Bloomberg Law
April 16, 2024, 11:35 PM UTC

Rite Aid Creditors Blast Bankruptcy Plan’s $20 Million for CEO

Randi Love
Randi Love
Reporter

Rite Aid Corp. is facing pushback from junior creditors to its proposal to pay its new CEO $20 million under its bankruptcy exit plan.

The bankrupt pharmacy chain’s CEO employment agreement is part of its strategy to reorganize in bankruptcy, which it filed in October amid widespread litigation alleging its opioid sales helped fuel a national epidemic. Rite Aid has proposed a restructuring plan that would reduce its $8 billion in debt and allow bondholders to take over the company.

Rite Aid has struck deals with the Justice Department, pharmaceutical distributor McKesson Corp, some states, and committees representing unsecured creditors, opioid victims, and other tort claimants. However, one of the groups representing tort claimants on Monday opposed the company’s inclusion of an employment guarantee for CEO Jeffrey Stein, who was brought on around the time of the bankruptcy filing.

If a bankruptcy judge approves the plan, Stein will receive a $20 million “success fee” when Rite Aid emerges from bankruptcy, the tort claimants’ committee said. Stein would also collect a $300,000 monthly salary, the objection said. The tens of thousands of individuals, communities, and businesses “that were harmed by the debtors’ misconduct in fueling the opioid crisis” would collectively receive less than Stein, the committee said.

“The only issue nearly all of the constituencies have agreed upon from the outset of these cases is their mutual disgust at Stein’s attempt to walk away with an obscene jackpot,” according to the filing in the US Bankruptcy Court for the District of New Jersey.

The committee noted that the proposed success fee is the same amount—$20 million—that all of Rite Aid’s unsecured creditors are set to receive when the company exits bankruptcy. The settlement also includes for those creditors another $27.5 million over time, rights to some stock in the reorganized company and rights to potential future litigation.

Stein’s pay would be “at least four times” the amount chief executives of other bankrupt companies have been paid, the court filing said. A separate committee of unsecured creditors and a group of 14 states, represented by the Commonwealth of Pennsylvania, joined in the tort claimants’ objection.

Rite Aid didn’t immediately respond to a request for comment.

The company filed for Chapter 11 last year aiming to rework its debt, close unprofitable stores, and resolve opioid-related lawsuits. Rite Aid has been shuttering unprofitable stores and sold its pharmacy benefits manager unit, Elixir, to MedImpact Healthcare Systems for $575 million in December.

A hearing on the plan is scheduled for April 22.

Government objections

The DOJ’s bankruptcy watchdog, known as the US Trustee, on Monday challenged the plan as well, taking issue with what it said are overly broad releases and improper injunction provisions.

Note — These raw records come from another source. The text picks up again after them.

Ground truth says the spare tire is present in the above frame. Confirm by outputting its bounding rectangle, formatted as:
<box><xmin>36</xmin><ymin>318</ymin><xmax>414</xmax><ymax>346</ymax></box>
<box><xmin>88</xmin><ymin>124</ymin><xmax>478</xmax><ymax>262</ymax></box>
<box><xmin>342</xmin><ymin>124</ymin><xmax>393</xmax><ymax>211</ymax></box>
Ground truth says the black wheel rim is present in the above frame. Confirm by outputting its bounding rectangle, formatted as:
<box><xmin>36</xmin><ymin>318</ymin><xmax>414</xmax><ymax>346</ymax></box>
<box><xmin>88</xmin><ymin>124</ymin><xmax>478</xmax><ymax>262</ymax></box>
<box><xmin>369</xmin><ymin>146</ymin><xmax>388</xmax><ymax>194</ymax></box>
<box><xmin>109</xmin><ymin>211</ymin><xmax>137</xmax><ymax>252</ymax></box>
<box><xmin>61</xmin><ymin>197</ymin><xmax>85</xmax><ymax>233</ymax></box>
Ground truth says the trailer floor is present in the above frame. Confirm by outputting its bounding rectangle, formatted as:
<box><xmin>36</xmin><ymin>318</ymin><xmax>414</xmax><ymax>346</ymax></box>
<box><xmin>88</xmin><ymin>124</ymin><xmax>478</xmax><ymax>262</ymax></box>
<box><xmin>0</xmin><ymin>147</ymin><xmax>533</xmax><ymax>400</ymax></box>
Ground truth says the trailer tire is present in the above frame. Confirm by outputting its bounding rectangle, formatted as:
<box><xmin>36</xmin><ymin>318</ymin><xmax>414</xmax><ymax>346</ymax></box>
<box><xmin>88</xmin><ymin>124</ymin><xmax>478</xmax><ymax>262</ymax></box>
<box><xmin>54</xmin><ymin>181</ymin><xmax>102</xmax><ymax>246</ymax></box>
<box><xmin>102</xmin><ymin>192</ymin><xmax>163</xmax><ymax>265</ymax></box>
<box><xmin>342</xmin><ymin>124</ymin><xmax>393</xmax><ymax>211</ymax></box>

The state of Maryland also objected, saying that the bankruptcy proceedings have provided inadequate notice to creditors, depriving those who don’t have resources of the ability to “protect themselves.”

The state, which says thousands of customers in Maryland have died from overdoses “after receiving controlled substance prescriptions from Rite Aid,” also opposed a provision of the plan that the state says would improperly eliminate government claims.

Kirkland & Ellis LLP and Cole Schotz PC represent Rite Aid. Sherman, Silverstein, Kohl, Rose & Podolsky PA and Akin Gump Strauss Hauer & Feld LLP represent the tort claimants’ committee. Maryland’s Office of the Attorney General represented the state. Kelley Drye & Warren LLP and Kramer Levin Naftalis & Frankel LLP represent the unsecured creditors’ committee.

The case is In re: Rite Aid Corp., Bankr. D.N.J., No. 23-bk-18993, objection 4/15/24.